Leah Mctear said her son died about 3 miles from her family’s home. Sometimes she takes other routes so she can avoid the pain of revisiting that road.
When police arrived, Blanchard declined to take sobriety tests, saying he would fail, according to the charges. A sample taken just before 6 a.m. showed a blood-alcohol level of 0.059, as well as 1.8 nanograms per liter of active THC. Alcohol dissipates at 0.015 grams per hour in the human body, deputy prosecutor Tobin Darrow wrote in court documents, citing expert testimony he has heard in the past. For THC, the dissipation rate varies from person to person, he wrote.
Blanchard hasn’t had a drop of alcohol since the crash, his defense attorney Lennard Nahajski told Superior Court Judge Karen Moore.
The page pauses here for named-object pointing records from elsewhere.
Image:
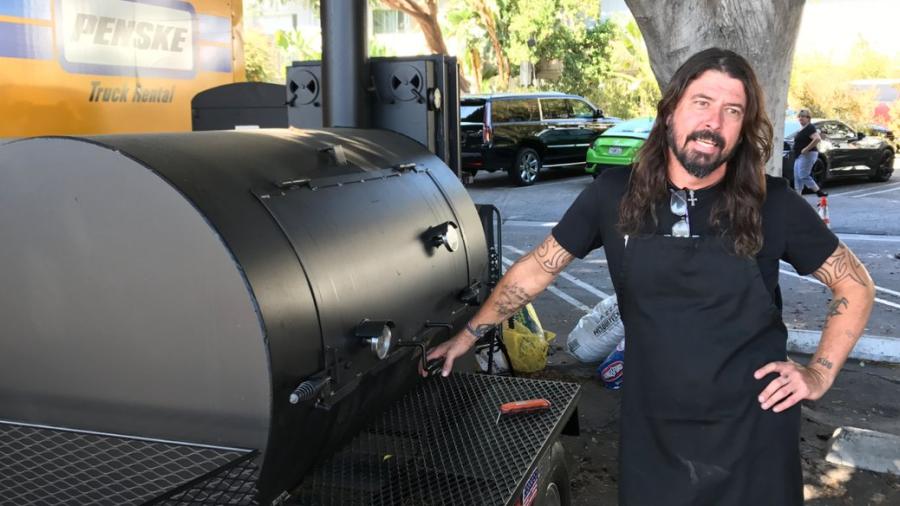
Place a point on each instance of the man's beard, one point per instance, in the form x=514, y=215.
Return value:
x=698, y=164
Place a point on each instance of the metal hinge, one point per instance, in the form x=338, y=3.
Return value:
x=281, y=499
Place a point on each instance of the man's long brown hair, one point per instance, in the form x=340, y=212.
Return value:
x=738, y=214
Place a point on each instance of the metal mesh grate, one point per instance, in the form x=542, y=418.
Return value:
x=235, y=485
x=43, y=466
x=442, y=444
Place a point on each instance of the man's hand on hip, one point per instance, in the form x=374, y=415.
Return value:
x=793, y=384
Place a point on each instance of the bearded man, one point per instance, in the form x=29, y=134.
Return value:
x=693, y=236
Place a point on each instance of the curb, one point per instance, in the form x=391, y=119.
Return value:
x=874, y=348
x=865, y=449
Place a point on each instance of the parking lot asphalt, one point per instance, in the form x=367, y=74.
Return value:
x=865, y=215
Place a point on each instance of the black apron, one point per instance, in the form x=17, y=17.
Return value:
x=698, y=322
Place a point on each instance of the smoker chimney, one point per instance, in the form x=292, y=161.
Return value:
x=345, y=61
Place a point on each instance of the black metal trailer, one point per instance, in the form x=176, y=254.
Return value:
x=442, y=443
x=238, y=317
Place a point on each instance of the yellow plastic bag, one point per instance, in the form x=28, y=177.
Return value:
x=526, y=341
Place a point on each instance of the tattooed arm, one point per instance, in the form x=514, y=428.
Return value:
x=524, y=280
x=853, y=294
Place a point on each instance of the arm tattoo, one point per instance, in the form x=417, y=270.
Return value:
x=479, y=331
x=840, y=265
x=510, y=299
x=824, y=362
x=552, y=257
x=834, y=308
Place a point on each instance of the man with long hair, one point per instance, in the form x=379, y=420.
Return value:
x=693, y=237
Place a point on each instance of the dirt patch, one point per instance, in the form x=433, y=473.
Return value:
x=862, y=397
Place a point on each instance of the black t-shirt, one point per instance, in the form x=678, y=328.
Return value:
x=792, y=230
x=803, y=138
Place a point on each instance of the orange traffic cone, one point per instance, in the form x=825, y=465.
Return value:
x=822, y=209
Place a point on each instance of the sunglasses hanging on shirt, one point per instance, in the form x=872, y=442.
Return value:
x=678, y=206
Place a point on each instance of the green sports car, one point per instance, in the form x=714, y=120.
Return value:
x=618, y=145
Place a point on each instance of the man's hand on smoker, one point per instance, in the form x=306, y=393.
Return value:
x=793, y=384
x=449, y=350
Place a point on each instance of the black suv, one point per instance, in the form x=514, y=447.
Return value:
x=842, y=153
x=525, y=133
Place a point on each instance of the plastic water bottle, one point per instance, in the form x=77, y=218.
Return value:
x=822, y=209
x=612, y=370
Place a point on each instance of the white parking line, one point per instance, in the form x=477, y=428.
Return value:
x=862, y=190
x=588, y=287
x=816, y=281
x=559, y=293
x=874, y=193
x=868, y=237
x=522, y=223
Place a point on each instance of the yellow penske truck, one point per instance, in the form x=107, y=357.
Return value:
x=112, y=66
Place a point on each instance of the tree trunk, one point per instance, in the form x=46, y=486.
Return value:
x=490, y=25
x=425, y=13
x=763, y=31
x=475, y=62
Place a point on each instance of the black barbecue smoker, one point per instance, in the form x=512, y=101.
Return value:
x=237, y=317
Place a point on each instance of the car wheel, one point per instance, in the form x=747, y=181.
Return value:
x=819, y=172
x=526, y=168
x=885, y=167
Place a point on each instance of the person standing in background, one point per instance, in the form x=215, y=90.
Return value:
x=806, y=154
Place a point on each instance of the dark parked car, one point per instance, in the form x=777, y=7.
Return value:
x=526, y=133
x=843, y=152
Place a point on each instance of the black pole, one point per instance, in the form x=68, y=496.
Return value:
x=345, y=61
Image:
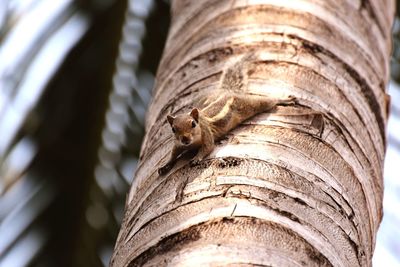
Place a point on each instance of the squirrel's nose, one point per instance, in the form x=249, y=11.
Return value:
x=185, y=140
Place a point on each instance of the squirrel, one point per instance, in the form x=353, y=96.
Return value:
x=218, y=113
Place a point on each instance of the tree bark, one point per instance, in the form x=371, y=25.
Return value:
x=301, y=185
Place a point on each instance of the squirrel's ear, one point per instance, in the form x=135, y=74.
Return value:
x=195, y=114
x=170, y=119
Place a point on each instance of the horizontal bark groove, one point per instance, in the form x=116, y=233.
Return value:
x=225, y=230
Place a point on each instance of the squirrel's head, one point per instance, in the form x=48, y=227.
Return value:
x=186, y=127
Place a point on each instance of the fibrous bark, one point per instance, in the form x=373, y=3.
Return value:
x=300, y=185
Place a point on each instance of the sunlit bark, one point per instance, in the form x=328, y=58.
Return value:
x=301, y=185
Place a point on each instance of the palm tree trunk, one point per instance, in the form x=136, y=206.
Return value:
x=301, y=185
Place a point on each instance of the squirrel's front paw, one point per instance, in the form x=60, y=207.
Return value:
x=163, y=170
x=194, y=162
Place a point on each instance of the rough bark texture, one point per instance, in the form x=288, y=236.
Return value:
x=301, y=185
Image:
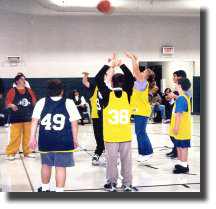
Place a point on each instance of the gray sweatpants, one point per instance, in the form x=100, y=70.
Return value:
x=112, y=149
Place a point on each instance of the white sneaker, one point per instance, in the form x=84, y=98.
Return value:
x=30, y=156
x=10, y=158
x=143, y=158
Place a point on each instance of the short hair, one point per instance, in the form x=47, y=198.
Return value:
x=17, y=78
x=180, y=73
x=54, y=88
x=118, y=80
x=184, y=83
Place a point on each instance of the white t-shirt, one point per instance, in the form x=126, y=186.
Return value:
x=70, y=106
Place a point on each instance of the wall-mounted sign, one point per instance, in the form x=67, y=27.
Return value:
x=168, y=50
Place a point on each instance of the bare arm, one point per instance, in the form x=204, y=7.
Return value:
x=33, y=141
x=177, y=121
x=85, y=79
x=74, y=126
He has enrolled in an alcohol treatment program.
Before handing down the sentence, Moore acknowledged her ruling can’t fill the holes in the hearts of Elias’ relatives.
She told Blanchard she hopes he thinks about the choices he made.
“All too often, people don’t stop and think about the effect of their decisions on others,” the judge said. “And it’s not just a pebble in a pond of water this time. It was more like a boulder in a mud puddle. And as you recognized, everyone’s life has changed.”